ROCVFeb 6, 2023

Perception Datasets for Anomaly Detection in Autonomous Driving: A Survey

arXiv:2302.02790v225 citationsh-index: 10
AI Analysis

This work addresses the need for comprehensive datasets to evaluate anomaly detection methods in autonomous driving, but it is incremental as it surveys existing data rather than introducing new methods or datasets.

This survey tackles the problem of limited data for training deep neural networks in autonomous driving perception systems, which are unreliable with unseen instances, by providing a structured overview and comparison of existing perception datasets for anomaly detection, categorized into real anomalies, synthetic anomalies, and synthetic scenes.
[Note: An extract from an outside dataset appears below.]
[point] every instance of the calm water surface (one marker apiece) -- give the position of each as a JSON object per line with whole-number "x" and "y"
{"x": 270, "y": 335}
Deep neural networks (DNN) which are employed in perception systems for autonomous driving require a huge amount of data to train on, as they must reliably achieve high performance in all kinds of situations. However, these DNN are usually restricted to a closed set of semantic classes available in their training data, and are therefore unreliable when confronted with previously unseen instances. Thus, multiple perception datasets have been created for the evaluation of anomaly detection methods, which can be categorized into three groups: real anomalies in real-world, synthetic anomalies augmented into real-world and completely synthetic scenes. This survey provides a structured and, to the best of our knowledge, complete overview and comparison of perception datasets for anomaly detection in autonomous driving. Each chapter provides information about tasks and ground truth, context information, and licenses. Additionally, we discuss current weaknesses and gaps in existing datasets to underline the importance of developing further data.